Approval of the measures is one of the prior actions Greece has to fulfill to unlock the next tranche of emergency loans from the European Stability Mechanism, the currency bloc’s crisis-fighting fund. The Eurogroup of 19 finance ministers will convene Tuesday to assess the country’s compliance with its latest bailout agreement struck in the summer of 2015. A positive assessment is also a condition for the Eurogroup to ease the servicing terms for over 200 billion euros ($225 billion) of bailout loans handed to the country since 2010.
‘Fully committed’
The Greek government is "fully committed’’ to implementing the measures in the program and has taken a "very constructive” approach in talks, which in turn should lead to a successful negotiation, Eurogroup head Jeroen Dijsselbloem said in a Bloomberg Television interview on Friday. "On the basis of that confidence, we’re now entering into a discussion about debt relief,” Dijsselbloem, who is also the finance minister of the Netherlands, said from the Group of Seven meeting in Sendai, Japan.
The Washington-based IMF proposed that interest and principal payments on Greece’s European bailout loans be deferred until 2040, and that maturities on those loans will be extended to 2080, according to a document obtained by Bloomberg News. Even though European counter-proposals acknowledge that current Greek debt dynamics are unsustainable, they fall short of what the IMF wants, according to people familiar with the discussions that took place between government officials over the past week. Instead, the euro area expects Greece to maintain a budget surplus level which the IMF has said is a "far-fetched fantasy.”
Creditor quarrel
In the quarrel between creditors, Tsipras’s government has sided with the euro area, and the measures being put to vote on Sunday assume that Greece will achieve a surplus before interest payments equal to 3.5 per cent of gross domestic product by 2018. "Despite the fact the IMF has been pushing for debt relief for Greece, they are still perceived by the Greek public as austerity hawks,” Eurasia Group analyst Mujtaba Rahman said in a note to clients on May 19.

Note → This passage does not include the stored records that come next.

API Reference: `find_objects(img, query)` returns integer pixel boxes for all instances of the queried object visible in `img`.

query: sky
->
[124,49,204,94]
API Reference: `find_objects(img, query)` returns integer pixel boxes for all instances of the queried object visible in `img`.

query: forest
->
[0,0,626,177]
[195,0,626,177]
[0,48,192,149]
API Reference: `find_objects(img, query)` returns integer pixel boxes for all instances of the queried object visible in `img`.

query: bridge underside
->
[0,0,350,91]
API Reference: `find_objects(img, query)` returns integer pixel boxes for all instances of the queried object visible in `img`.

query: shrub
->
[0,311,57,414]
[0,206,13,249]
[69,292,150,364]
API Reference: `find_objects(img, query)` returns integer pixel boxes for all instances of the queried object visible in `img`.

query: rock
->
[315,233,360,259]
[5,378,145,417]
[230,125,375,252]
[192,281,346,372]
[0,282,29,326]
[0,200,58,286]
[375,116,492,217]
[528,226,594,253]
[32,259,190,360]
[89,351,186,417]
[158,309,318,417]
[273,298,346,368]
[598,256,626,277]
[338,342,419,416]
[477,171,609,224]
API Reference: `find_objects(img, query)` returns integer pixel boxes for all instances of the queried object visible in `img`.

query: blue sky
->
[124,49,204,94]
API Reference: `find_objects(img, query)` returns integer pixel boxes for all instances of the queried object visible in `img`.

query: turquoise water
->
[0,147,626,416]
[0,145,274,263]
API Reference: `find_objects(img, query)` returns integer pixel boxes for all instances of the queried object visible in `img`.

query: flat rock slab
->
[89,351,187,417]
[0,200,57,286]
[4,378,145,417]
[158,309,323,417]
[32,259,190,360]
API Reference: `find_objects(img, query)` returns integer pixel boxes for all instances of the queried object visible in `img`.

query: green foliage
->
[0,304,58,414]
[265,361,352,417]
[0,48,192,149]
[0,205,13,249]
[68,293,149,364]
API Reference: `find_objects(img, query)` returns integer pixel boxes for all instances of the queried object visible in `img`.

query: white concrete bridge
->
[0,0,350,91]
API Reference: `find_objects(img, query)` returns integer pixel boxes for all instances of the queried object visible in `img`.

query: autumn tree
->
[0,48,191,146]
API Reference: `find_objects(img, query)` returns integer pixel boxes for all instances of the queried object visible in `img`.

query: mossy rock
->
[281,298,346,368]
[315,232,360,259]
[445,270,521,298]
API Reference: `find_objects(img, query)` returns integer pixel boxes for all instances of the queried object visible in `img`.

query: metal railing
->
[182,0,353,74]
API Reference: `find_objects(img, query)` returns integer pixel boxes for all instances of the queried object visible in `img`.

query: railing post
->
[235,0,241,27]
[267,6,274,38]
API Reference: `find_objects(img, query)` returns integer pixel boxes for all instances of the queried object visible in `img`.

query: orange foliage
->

After legislating fiscal measures equal to 1.7 per cent of Greek GDP last summer, coalition lawmakers are being asked to approve another three per cent of GDP in tax hikes and pension cuts this month, as well as an additional two per cent of GDP in contingency measures, which will only be triggered if the country misses certain budget targets. Sunday’s package includes among others:
An increase in the standard sales tax rate to 24 per cent from 23 per cent, while the bill abolishes VAT discounts for some of the nation’s islands. The introduction of taxes on coffee, e-cigarettes, fixed telephony, pay TV, and hotel occupancy and the amendment of property taxes. Tax increases in heating oil, gasoline, diesel, car registration, gambling, luxury goods, alcohol, and investment vehicles.
The bill also lifts restrictions on the sales of bad loans to distressed debt ventures with the exception of loans backed by primary residences. The legislation also transfers most of the country’s state-owned assets, including equity stakes in banks, public utilities and listed companies, as well as real estate holdings to an independent privatization fund. Membership in the board of the fund is subject to approval from the European Commission and the ESM.
"The impact of austerity and declining popularity of the government will be reinforced by what will likely be a more constrained economic recovery if debt relief is indeed not granted,” Eurasia’s Rahman said in his note to clients. "Greece’s large debt stock, even if largely owed to the public sector, will negatively affect confidence, investment and job creation. As such, the economy will continue to present risks to Tsipras and his fragile governing coalition.”